Adapun agenda sidang hari ini mendengarkan penjelasan ahli dari pemerintah yaitu ahli jaminan pemanfaatan ruang dari Institut Teknologi 10 November (ITS) Surabaya Putu Gede Aryastina.
Muhammad Isnur sebagai kuasa hukum pemohon uji materi Undang-Undang (UU) Nomor 3 Tahun 2020 tentang perubahan atas UU Nomor 4 Tahun 2009 itu mempertanyakan fungsi peninjauan kembali tata ruang wilayah pertambangan yang telah ditentukan pemerintah.
“Tadi ahli menyatakan jika zona pertambangan menimbulkan masalah yang dievaluasi adalah mekanisme izin pengawasannya bukan ketentuan zonasinya, lantas apa fungsi peninjauan kembali proses penentuan tata ruang?,” tanya Isnur.
Putu menyampaikan bahwa dalam pendekatan tata ruang periode evaluasi dilakukan tiap 5 tahun sekali kecuali jika terjadi force majeur.

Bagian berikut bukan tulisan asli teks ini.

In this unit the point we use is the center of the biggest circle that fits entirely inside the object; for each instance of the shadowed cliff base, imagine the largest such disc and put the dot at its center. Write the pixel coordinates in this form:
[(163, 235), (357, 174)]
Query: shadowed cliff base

“Evaluasi ini komprehensif tidak hanya satu aspek tertentu, tapi tata ruang itu mencapai tujuannya atau tidak,” jawab dia.
Ia mengungkapkan proses evaluasi memiliki dua hasil, pertama merekomendasikan atau kedua, merevisi penentuan tata ruang.

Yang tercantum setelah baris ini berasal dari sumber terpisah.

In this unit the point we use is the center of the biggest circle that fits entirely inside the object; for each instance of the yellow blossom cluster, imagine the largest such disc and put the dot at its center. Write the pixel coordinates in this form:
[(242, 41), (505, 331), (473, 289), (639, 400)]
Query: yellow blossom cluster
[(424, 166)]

“Kalau hasilnya (tata ruang) mesti direvisi maka prosesnya (kembali lagi) sama seperti proses penyusunan,” ungkapnya.
Namun Putu menegaskan bahwa suatu aktivitas pertambangan yang sudah mendapatkan izin pasti telah memenuhi proses assesment yang panjang.

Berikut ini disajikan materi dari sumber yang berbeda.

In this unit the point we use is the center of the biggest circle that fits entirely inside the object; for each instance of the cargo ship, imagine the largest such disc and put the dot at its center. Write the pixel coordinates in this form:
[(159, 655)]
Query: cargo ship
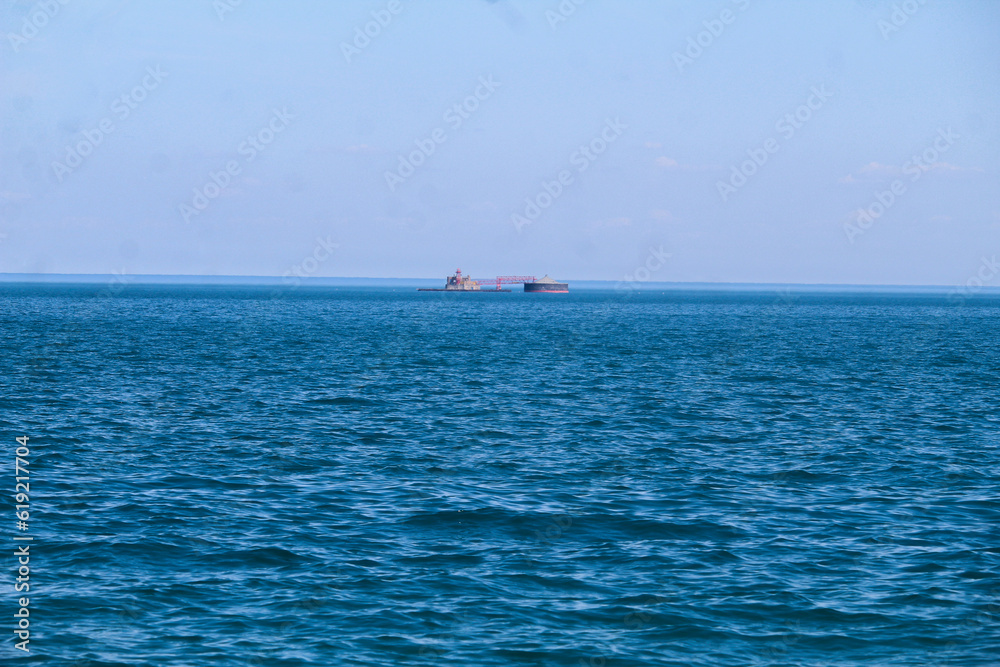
[(547, 285), (460, 283)]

Ia menilai semua aktivitas tambang yang telah diizinkan mestinya telah diperhitungkan dapat menanggulangi dampak yang terjadi.
“Maka ini menjadi jaminan zonasi tata ruang,” imbuhnya.
Diketahui uji materi diajukan oleh empat pemohon yaitu Yayasan Wahana Lingkungan Hidup Indonesia (Walhi), Perkumpulan Jaringan Advokasi Tambang Kalimantan Timur (Jatam Kaltim).
Kemudian dua pemohon individu atas nama Nurul Aini dan Yaman. Para pemohon menilai 35 pasal dalam UU Nomor 3 Tahun 2020 bertentangan dengan UUD 1945.